Izzy laughs. “What if he can see you?”
“Fuck you, he can’t.” I kick at her but lose my footing and land on my ass. Again. “I can’t believe we’re doing this.”
“You. You’re doing this,” Izzy points out. “Let’s make that clear. I’m a hostage.”
“Amen, sister,” Scarlet yells from below us.
“Hardly.” I try to get up again but slip. Izzy and Scarlet act as if it’s the funniest thing they’ve ever seen. More than likely the sound is what’s entertaining.
The sound of my ass hitting the plywood floors makes a slap so loud you’d think someone just spanked my bare cheeks. After tonight, if someone sees me naked, they’ll probably think I joined Fight Club and got the shit beat out of me. Or tried cross-fit again. Both are equally brutal.
With all Scarlet’s laughing, she drops her water bottle she’d stored in her coat like a classic alcoholic. All she needs now is a brown paper bag concealing it. With no amount of amusement, her thumb runs over her nose, giving it a flick. “Goddamn it.”
“You think it’s less obvious that you’re drinking in public by drinking from a water bottle?” I kick her again. This time she kicks back. “It’s pretty obvious that you’re drinking.”
“Ma’am?”
Motherfucker.
All three of us immediately stop laughing.
The officer is back, clanking his flashlight against the side of the building two-stories down. “You girls need to get down from there.”
“Time’s up, bitch. We’re caught.” Scarlet sways as she stands, her face twisting into a scowl. “What are the rules on being drunk in public again?”
“We’re about to find out.” I don’t care if I’m arrested at that point. My head hurts so badly, and I want Scarlet’s couch and Xanax.
“Can you three please come down here?” the officer asks, but then I see from the distance that the dude’s smiling. I’m sure he heard our conversation.
When we’re down to his level, he nods, “This building is dangerous. You guys need to get down,” he says with a motion of his flashlight to the stairs below. “And I might add, this is trespassing.”
Scarlet’s the first to walk by the insanely good-looking cop with dark hair, her hands sensually running over his uniformed chest. “Whatever you say, officer.”
He holds back a grin but d
oesn’t say anything.
As I’m the last to walk by him, I glance at his name tag.
Officer Ryan.
You have to be shitting me.
Down five flights of stairs, we stand on the street and I can’t help but stare at his name tag. Is he related to Caleb? They don’t look anything alike in the face, but I guess that doesn’t mean anything, right?
He points his flashlight to the building. “What were you doing up there?”
Izzy, you know, the spider monkey I should have left at home fucking rats me out. “Mila wanted to see if her boyfriend Caleb was home.”
Apparently she’s scared of the law. And fuck her for saying his name. If he is related, now he knows who I’m stalking.
I smack her head. “He’s not my boyfriend.”

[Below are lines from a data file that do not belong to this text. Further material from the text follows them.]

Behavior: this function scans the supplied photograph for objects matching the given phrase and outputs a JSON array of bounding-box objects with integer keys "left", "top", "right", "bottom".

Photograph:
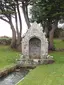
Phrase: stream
[{"left": 0, "top": 69, "right": 29, "bottom": 85}]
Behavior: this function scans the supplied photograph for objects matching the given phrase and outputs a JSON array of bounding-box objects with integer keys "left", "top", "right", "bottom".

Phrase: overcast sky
[
  {"left": 0, "top": 6, "right": 64, "bottom": 37},
  {"left": 0, "top": 7, "right": 27, "bottom": 37}
]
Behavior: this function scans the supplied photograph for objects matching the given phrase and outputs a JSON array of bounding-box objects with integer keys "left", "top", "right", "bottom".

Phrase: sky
[
  {"left": 0, "top": 6, "right": 64, "bottom": 37},
  {"left": 0, "top": 10, "right": 27, "bottom": 37}
]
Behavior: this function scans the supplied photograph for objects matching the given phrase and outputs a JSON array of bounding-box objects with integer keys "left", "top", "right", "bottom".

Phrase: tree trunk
[
  {"left": 11, "top": 26, "right": 16, "bottom": 48},
  {"left": 9, "top": 15, "right": 16, "bottom": 48},
  {"left": 16, "top": 1, "right": 22, "bottom": 51},
  {"left": 49, "top": 21, "right": 57, "bottom": 51},
  {"left": 22, "top": 2, "right": 30, "bottom": 29}
]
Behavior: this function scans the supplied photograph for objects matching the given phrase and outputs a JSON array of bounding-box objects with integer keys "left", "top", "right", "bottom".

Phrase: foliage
[
  {"left": 0, "top": 45, "right": 19, "bottom": 70},
  {"left": 31, "top": 0, "right": 64, "bottom": 23}
]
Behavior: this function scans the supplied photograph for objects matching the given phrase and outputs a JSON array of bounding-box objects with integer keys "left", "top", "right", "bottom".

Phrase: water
[{"left": 0, "top": 70, "right": 28, "bottom": 85}]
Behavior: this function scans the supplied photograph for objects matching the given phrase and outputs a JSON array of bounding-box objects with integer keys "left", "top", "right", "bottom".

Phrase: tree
[
  {"left": 31, "top": 0, "right": 64, "bottom": 50},
  {"left": 0, "top": 0, "right": 30, "bottom": 50}
]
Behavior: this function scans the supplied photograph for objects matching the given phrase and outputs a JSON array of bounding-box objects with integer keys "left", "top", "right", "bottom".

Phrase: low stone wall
[{"left": 0, "top": 65, "right": 17, "bottom": 78}]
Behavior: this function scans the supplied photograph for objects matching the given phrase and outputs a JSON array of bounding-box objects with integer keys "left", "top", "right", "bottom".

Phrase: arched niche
[{"left": 29, "top": 37, "right": 41, "bottom": 59}]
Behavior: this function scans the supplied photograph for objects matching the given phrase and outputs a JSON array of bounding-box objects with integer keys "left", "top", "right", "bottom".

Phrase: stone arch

“Why didn’t you just go knock on his door?” Officer Ryan asks, seeming entertained by this. Either that or he’s entertained by the fact that Scarlet’s acting like a fool and moving closer and closer to him. I swear to God though, if she steals his gun, I’m out of here.

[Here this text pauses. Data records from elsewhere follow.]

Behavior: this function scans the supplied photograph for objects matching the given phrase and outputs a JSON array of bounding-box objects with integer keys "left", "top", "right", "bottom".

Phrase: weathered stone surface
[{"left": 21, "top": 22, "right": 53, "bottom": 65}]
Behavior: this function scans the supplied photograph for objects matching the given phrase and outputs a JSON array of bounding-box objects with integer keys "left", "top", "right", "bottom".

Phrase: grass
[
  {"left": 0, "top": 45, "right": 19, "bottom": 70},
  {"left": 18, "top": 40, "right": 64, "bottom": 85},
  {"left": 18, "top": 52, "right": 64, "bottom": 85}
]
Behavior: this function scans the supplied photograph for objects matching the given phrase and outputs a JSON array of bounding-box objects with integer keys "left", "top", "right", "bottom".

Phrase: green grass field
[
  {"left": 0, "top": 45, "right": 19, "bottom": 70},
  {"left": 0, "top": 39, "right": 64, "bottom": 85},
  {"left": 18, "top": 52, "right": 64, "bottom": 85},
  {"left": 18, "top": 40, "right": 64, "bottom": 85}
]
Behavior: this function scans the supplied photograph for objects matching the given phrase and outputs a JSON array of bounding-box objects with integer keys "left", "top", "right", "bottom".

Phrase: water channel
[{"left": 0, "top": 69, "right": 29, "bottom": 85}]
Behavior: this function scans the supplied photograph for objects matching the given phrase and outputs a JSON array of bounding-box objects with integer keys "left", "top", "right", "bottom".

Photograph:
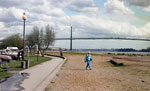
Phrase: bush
[{"left": 109, "top": 60, "right": 124, "bottom": 67}]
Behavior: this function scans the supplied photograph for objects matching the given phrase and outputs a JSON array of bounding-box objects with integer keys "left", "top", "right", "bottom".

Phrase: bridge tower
[{"left": 70, "top": 26, "right": 72, "bottom": 51}]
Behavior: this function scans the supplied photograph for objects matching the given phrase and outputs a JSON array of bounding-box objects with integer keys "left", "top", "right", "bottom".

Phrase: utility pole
[{"left": 70, "top": 26, "right": 72, "bottom": 51}]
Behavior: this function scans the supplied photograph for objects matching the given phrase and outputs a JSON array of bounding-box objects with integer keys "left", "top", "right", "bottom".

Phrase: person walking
[
  {"left": 17, "top": 50, "right": 20, "bottom": 61},
  {"left": 84, "top": 52, "right": 93, "bottom": 70}
]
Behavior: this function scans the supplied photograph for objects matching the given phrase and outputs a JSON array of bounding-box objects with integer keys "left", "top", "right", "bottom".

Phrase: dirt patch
[{"left": 46, "top": 54, "right": 150, "bottom": 91}]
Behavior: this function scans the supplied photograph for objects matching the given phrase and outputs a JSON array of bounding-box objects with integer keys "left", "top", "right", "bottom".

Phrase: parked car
[
  {"left": 0, "top": 50, "right": 17, "bottom": 60},
  {"left": 5, "top": 47, "right": 18, "bottom": 55}
]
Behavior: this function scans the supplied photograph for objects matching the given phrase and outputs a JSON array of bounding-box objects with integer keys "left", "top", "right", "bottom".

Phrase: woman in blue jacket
[{"left": 84, "top": 52, "right": 93, "bottom": 70}]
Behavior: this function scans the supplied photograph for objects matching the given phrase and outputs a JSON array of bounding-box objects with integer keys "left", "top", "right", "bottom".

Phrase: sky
[{"left": 0, "top": 0, "right": 150, "bottom": 39}]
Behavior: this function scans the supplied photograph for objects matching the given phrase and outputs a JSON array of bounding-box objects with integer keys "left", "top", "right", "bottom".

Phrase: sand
[{"left": 45, "top": 54, "right": 150, "bottom": 91}]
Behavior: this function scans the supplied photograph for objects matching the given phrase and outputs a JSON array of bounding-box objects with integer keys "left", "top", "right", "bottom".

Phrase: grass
[{"left": 0, "top": 55, "right": 51, "bottom": 79}]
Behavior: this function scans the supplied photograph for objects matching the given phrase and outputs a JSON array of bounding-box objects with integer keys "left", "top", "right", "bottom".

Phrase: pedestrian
[
  {"left": 84, "top": 52, "right": 93, "bottom": 70},
  {"left": 17, "top": 50, "right": 21, "bottom": 61}
]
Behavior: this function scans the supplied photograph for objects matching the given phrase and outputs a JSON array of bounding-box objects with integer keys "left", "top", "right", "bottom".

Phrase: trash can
[
  {"left": 25, "top": 60, "right": 29, "bottom": 69},
  {"left": 21, "top": 61, "right": 25, "bottom": 68}
]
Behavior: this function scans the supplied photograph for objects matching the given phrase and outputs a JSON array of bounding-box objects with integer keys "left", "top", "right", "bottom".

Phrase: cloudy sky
[{"left": 0, "top": 0, "right": 150, "bottom": 39}]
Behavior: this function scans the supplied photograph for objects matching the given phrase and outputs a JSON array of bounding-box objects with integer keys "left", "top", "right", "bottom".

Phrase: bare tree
[{"left": 26, "top": 25, "right": 55, "bottom": 52}]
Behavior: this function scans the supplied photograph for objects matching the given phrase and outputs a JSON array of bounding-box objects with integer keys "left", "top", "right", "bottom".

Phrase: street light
[{"left": 22, "top": 12, "right": 27, "bottom": 61}]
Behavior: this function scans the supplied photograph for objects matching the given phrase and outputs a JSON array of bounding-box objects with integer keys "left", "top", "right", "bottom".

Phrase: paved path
[{"left": 20, "top": 57, "right": 65, "bottom": 91}]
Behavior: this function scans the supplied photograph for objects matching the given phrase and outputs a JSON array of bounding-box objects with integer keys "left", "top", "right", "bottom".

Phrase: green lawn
[{"left": 0, "top": 55, "right": 51, "bottom": 79}]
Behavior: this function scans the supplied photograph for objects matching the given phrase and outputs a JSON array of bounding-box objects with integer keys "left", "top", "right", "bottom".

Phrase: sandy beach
[{"left": 45, "top": 53, "right": 150, "bottom": 91}]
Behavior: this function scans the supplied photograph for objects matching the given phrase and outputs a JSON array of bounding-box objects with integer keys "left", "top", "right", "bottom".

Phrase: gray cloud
[{"left": 121, "top": 0, "right": 150, "bottom": 7}]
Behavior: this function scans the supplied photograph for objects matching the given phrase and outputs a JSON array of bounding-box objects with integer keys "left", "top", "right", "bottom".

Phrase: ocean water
[{"left": 52, "top": 40, "right": 150, "bottom": 50}]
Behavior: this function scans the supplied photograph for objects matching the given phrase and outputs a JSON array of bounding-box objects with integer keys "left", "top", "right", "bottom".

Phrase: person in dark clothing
[{"left": 17, "top": 50, "right": 21, "bottom": 61}]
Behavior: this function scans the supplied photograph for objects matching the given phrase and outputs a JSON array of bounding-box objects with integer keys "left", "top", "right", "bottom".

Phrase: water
[{"left": 53, "top": 40, "right": 150, "bottom": 50}]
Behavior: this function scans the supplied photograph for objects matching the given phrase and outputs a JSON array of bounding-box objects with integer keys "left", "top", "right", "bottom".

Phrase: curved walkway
[
  {"left": 0, "top": 57, "right": 65, "bottom": 91},
  {"left": 20, "top": 57, "right": 65, "bottom": 91}
]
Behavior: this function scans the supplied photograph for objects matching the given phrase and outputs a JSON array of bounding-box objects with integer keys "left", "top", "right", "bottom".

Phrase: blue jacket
[{"left": 84, "top": 55, "right": 93, "bottom": 63}]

“She’s too much of a chickenshit,” Izzy adds, holding her hand to her chin that’s really starting to bleed. “I told her to just call him but she wouldn’t.”

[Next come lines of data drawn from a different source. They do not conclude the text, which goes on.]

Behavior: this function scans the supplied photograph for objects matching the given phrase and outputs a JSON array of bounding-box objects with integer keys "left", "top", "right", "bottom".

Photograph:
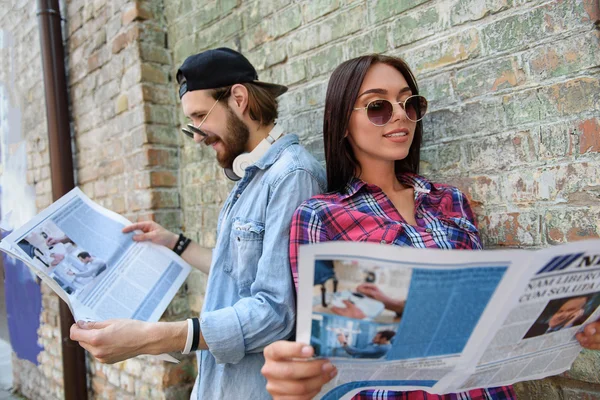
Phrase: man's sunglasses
[{"left": 354, "top": 95, "right": 427, "bottom": 126}]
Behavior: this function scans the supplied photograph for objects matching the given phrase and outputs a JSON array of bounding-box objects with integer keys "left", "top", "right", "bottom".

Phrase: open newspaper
[
  {"left": 297, "top": 240, "right": 600, "bottom": 399},
  {"left": 0, "top": 188, "right": 191, "bottom": 361}
]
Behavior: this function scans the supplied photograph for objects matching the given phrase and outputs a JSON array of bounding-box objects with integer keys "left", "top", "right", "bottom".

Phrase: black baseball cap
[{"left": 177, "top": 47, "right": 287, "bottom": 98}]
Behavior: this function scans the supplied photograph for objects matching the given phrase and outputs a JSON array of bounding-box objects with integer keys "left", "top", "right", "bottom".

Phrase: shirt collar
[
  {"left": 254, "top": 134, "right": 300, "bottom": 169},
  {"left": 343, "top": 172, "right": 432, "bottom": 197}
]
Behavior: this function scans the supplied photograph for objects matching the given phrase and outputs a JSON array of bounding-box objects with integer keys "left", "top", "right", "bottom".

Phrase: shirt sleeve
[
  {"left": 290, "top": 202, "right": 328, "bottom": 290},
  {"left": 200, "top": 170, "right": 320, "bottom": 364}
]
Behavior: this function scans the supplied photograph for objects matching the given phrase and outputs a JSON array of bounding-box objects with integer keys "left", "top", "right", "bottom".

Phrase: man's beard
[{"left": 217, "top": 107, "right": 250, "bottom": 168}]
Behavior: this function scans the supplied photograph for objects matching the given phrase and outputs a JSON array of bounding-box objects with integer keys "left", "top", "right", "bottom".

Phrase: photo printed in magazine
[
  {"left": 0, "top": 188, "right": 191, "bottom": 321},
  {"left": 297, "top": 242, "right": 529, "bottom": 399}
]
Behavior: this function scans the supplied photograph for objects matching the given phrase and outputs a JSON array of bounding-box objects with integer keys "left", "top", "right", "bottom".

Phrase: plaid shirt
[{"left": 290, "top": 174, "right": 516, "bottom": 400}]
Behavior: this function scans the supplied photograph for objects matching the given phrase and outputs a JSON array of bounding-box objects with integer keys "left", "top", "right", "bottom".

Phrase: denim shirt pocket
[{"left": 224, "top": 217, "right": 265, "bottom": 296}]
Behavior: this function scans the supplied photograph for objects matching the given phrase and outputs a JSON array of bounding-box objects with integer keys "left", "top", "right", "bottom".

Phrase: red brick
[
  {"left": 150, "top": 171, "right": 177, "bottom": 187},
  {"left": 583, "top": 0, "right": 600, "bottom": 24},
  {"left": 122, "top": 2, "right": 152, "bottom": 25}
]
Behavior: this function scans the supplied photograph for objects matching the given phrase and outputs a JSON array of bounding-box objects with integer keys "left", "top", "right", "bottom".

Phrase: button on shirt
[
  {"left": 194, "top": 135, "right": 326, "bottom": 399},
  {"left": 290, "top": 173, "right": 516, "bottom": 400}
]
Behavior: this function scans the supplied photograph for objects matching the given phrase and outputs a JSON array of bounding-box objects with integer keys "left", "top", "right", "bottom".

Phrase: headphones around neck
[{"left": 223, "top": 125, "right": 283, "bottom": 181}]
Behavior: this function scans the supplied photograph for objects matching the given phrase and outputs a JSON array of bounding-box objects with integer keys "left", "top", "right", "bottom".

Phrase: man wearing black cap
[{"left": 71, "top": 48, "right": 326, "bottom": 399}]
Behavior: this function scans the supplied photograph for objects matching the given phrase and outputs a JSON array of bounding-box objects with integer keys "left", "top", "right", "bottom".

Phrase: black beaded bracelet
[{"left": 173, "top": 233, "right": 192, "bottom": 256}]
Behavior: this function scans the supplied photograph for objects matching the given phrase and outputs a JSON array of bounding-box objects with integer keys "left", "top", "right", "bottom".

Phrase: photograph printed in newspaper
[{"left": 297, "top": 240, "right": 600, "bottom": 399}]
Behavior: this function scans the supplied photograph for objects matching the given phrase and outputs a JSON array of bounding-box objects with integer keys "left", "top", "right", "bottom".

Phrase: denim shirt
[{"left": 194, "top": 135, "right": 326, "bottom": 399}]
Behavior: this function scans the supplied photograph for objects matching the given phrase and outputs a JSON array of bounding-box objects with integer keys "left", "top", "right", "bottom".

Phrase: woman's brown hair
[{"left": 323, "top": 54, "right": 423, "bottom": 192}]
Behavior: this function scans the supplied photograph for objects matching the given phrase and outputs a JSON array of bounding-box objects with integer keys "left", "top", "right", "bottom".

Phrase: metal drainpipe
[{"left": 37, "top": 0, "right": 88, "bottom": 400}]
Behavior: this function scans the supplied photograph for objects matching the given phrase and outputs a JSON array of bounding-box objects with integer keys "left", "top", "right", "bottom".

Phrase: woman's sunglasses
[{"left": 354, "top": 95, "right": 427, "bottom": 126}]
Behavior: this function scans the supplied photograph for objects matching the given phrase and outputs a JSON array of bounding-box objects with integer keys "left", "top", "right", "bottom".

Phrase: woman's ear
[{"left": 229, "top": 83, "right": 248, "bottom": 115}]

Officer Ryan grins, that same kind of smirk Caleb gets, and digs out his cell phone. Shit. He’s calling it in and we’re heading downtown.
I wait in unbearable silence and contemplate throwing myself into oncoming traffic to avoid being arrested and my dad finding out about this.
And then he says, “Hey, Caleb,” and I stop breathing altogether. “Do you know a Mila . . .?” He pauses, holding his hand over the receiver of his cell phone. “What’s your last name?”
“Wellington,” Izzy says for me, because I fucking hate her right now.
“I’m going to have you fired,” I whisper to her, completely serious.
She rolls her eyes at my empty threat.
The officer moves the phone back to his mouth. “Wellington? Do you know her? She’s apparently looking for you.”
Caleb says something and Office Ryan grins. “Okay.” He tucks his phone away and crosses his arms over his burly chest, watching Scarlet out of the corner of his eye. Somehow, and I have no idea how, she found a sucker and she’s sucking on it. Anything to draw attention to her mouth, apparently.